If we study C* algebras, at one point or another we are exposed to the idea of the Continuous functional Calculus, i.e. if $\mathcal{Y}$ is a unital C* algebra, $\xi \in \mathcal{Y}$ is normal, that is $\xi^*\xi = \xi\xi^*$, then we can make sense of the expression $f(\xi)$, where $f \in \mathcal{C}(\sigma(\xi))$ (= all complex valued, continuous functions on the spectrum $\sigma(\xi)$ of $\xi$). I just recently stumbled upon a video about fractional derivatives, and shortly after I read the corresponding wikipedia article (https://en.wikipedia.org/wiki/Fractional_calculus). In the wikipedia article it is mentioned that one can use the continuous functional calculus in order to give precise meaning to $D^\alpha$, where $D$ is a differentiation operator and $\alpha >0$. As the article points to pseudo-differential operators, and I unfortunately don't have much of a clue of that, I didn't quite seem to find an explanation of how to define $D^\alpha$ in that way. So my question is as follows:
Which C* algebra $\mathcal{Y}$ are we considering so that $D \in \mathcal{Y}$ and $D$ is normal with respect to the involution on $\mathcal{Y}$, so that we may properly define $D^\alpha$?
I don't know where the Wikipedia article is coming from, but I don't think what you want to do can be done.
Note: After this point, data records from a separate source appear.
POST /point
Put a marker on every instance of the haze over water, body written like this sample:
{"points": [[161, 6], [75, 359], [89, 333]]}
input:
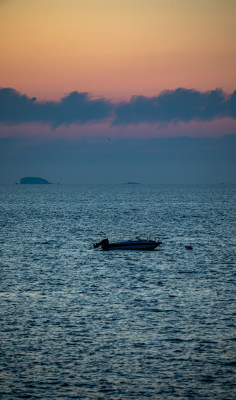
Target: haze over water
{"points": [[80, 323]]}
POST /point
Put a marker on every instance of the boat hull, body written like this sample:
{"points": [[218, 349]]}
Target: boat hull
{"points": [[147, 245]]}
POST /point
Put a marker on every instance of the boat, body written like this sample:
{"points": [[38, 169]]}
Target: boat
{"points": [[134, 244]]}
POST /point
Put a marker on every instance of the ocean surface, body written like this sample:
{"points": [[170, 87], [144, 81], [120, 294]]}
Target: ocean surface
{"points": [[82, 323]]}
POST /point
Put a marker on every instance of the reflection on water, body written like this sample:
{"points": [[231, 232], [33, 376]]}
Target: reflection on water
{"points": [[87, 324]]}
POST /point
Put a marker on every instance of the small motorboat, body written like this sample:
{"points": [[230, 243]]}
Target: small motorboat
{"points": [[135, 244]]}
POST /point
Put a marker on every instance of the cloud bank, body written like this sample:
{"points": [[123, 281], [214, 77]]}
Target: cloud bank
{"points": [[180, 105]]}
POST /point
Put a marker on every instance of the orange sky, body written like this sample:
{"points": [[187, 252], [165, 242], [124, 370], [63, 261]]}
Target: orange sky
{"points": [[117, 48]]}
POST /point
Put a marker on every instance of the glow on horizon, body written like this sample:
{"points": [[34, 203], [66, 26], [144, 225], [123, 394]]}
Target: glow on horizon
{"points": [[117, 48]]}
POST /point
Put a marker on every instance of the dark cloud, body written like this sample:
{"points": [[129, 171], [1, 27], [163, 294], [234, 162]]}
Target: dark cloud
{"points": [[75, 108], [79, 108], [175, 106]]}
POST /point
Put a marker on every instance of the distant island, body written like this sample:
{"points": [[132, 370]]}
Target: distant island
{"points": [[29, 180]]}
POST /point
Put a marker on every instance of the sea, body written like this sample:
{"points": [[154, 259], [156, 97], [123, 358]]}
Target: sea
{"points": [[83, 323]]}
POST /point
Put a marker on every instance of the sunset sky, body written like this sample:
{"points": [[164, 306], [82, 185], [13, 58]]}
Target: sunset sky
{"points": [[114, 71]]}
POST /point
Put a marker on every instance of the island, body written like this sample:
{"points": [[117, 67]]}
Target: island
{"points": [[29, 180]]}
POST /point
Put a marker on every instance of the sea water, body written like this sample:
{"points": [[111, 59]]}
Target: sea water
{"points": [[82, 323]]}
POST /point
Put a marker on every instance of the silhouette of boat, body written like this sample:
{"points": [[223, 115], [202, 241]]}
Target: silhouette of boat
{"points": [[135, 244]]}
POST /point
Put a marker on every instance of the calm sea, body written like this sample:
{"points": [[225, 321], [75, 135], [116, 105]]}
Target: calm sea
{"points": [[81, 323]]}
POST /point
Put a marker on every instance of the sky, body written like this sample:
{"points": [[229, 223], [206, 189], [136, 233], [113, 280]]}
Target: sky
{"points": [[101, 91]]}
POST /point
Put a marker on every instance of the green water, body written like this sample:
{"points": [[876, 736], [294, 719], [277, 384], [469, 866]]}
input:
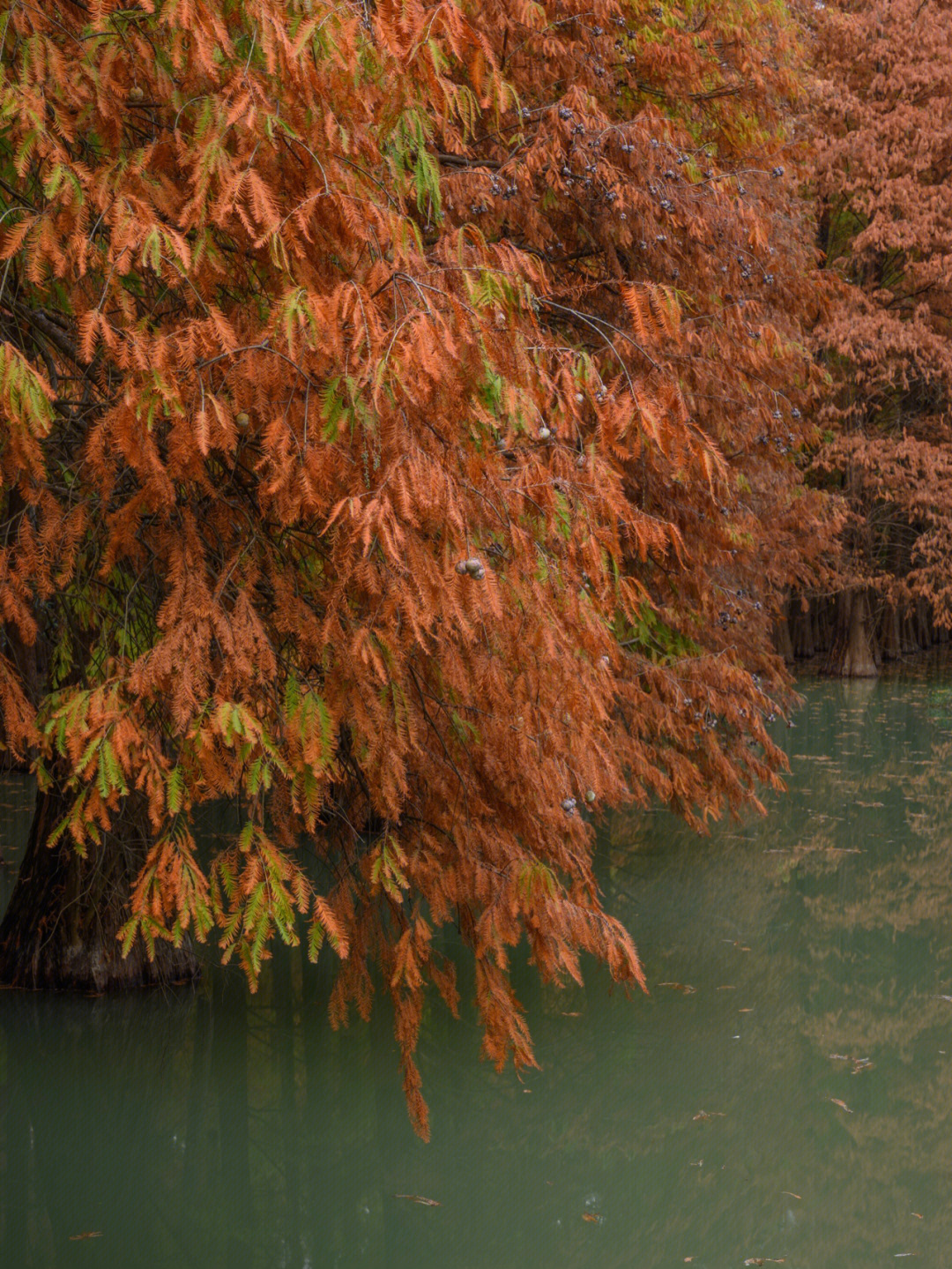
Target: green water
{"points": [[212, 1128]]}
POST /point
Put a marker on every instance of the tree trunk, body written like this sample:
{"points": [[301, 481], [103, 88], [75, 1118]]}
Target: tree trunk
{"points": [[781, 638], [61, 925], [852, 653]]}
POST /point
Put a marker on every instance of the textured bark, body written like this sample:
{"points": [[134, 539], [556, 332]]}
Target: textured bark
{"points": [[853, 651], [61, 925]]}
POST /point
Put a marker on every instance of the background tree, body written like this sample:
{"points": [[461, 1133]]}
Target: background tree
{"points": [[881, 127], [399, 441]]}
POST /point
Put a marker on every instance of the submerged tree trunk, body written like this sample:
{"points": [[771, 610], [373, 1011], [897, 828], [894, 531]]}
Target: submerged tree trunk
{"points": [[853, 651], [60, 928]]}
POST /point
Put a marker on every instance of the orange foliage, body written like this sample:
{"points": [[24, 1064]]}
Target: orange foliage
{"points": [[881, 118], [402, 407]]}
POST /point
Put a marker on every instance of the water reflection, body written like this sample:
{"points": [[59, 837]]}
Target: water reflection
{"points": [[783, 1094]]}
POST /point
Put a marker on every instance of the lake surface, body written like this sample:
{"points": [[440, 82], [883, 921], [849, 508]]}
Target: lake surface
{"points": [[784, 1094]]}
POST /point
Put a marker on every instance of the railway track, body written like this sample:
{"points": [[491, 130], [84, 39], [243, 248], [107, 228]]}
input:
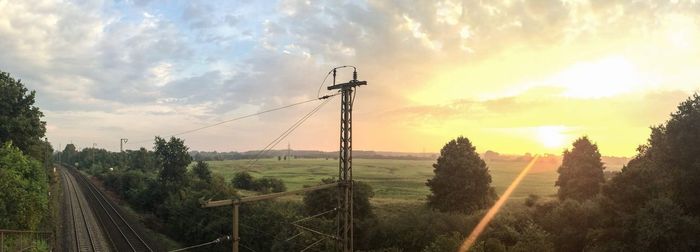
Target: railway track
{"points": [[122, 235], [85, 235]]}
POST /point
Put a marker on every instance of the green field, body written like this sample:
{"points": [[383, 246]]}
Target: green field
{"points": [[392, 180]]}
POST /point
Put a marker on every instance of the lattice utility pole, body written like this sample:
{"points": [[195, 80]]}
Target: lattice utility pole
{"points": [[345, 216], [122, 141]]}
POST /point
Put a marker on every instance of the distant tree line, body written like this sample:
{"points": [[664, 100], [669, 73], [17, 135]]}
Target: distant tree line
{"points": [[651, 205]]}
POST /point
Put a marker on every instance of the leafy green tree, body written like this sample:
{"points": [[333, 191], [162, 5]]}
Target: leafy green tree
{"points": [[173, 159], [142, 160], [581, 171], [69, 154], [533, 238], [21, 120], [202, 171], [242, 180], [462, 182], [320, 201], [663, 226], [570, 223], [446, 242], [23, 190]]}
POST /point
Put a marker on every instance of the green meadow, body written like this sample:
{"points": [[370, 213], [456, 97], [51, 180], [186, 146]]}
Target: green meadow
{"points": [[393, 180]]}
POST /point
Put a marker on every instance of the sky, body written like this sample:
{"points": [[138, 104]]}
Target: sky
{"points": [[512, 76]]}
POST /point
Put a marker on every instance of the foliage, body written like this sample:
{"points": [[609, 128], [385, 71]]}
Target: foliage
{"points": [[202, 171], [319, 201], [445, 242], [142, 160], [570, 222], [462, 180], [69, 154], [581, 171], [533, 238], [662, 225], [173, 159], [23, 189], [21, 120], [268, 184]]}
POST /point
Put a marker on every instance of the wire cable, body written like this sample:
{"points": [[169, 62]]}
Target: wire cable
{"points": [[217, 240], [284, 134], [329, 74], [242, 117]]}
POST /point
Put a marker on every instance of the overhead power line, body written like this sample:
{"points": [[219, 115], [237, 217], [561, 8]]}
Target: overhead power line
{"points": [[242, 117], [286, 133]]}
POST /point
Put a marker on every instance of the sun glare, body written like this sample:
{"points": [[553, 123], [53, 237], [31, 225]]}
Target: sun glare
{"points": [[551, 136], [603, 78]]}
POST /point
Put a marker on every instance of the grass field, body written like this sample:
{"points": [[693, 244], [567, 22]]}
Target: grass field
{"points": [[392, 180]]}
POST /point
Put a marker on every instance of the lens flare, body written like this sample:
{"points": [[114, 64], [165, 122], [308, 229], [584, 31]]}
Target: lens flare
{"points": [[471, 239]]}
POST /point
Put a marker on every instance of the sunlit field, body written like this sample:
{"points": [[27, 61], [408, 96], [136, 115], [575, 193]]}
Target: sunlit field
{"points": [[391, 179]]}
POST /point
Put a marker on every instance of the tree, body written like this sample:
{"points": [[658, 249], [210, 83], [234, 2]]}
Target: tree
{"points": [[21, 120], [69, 154], [319, 201], [173, 159], [23, 189], [581, 171], [201, 170], [268, 184], [141, 160], [242, 180], [462, 180]]}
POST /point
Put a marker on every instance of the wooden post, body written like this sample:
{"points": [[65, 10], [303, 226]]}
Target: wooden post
{"points": [[234, 234]]}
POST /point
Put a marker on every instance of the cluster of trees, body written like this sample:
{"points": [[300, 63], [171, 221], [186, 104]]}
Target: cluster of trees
{"points": [[651, 205], [168, 190], [24, 159]]}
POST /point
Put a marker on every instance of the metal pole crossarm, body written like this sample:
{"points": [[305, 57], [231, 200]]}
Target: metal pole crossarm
{"points": [[351, 84], [218, 203]]}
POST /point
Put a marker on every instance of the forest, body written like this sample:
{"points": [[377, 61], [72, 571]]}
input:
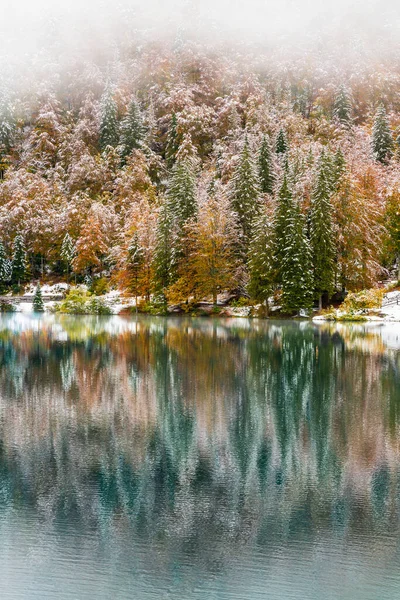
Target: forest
{"points": [[179, 170]]}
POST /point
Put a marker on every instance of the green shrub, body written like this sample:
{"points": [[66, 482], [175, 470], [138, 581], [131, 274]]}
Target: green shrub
{"points": [[6, 306], [151, 308], [100, 286], [97, 306], [363, 300], [240, 302], [80, 302]]}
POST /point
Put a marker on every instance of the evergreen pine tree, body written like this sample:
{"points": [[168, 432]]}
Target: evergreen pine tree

First, I'm not aware of a context where a differential operator is bounded as an operator on a Hilbert space. So I don't see how you would put a differential operator inside a C$^*$-algebra.
Second, differential operators are not positive, so doing functional calculus with a function that is only defined for positive values (as are fractional powers) is no-go.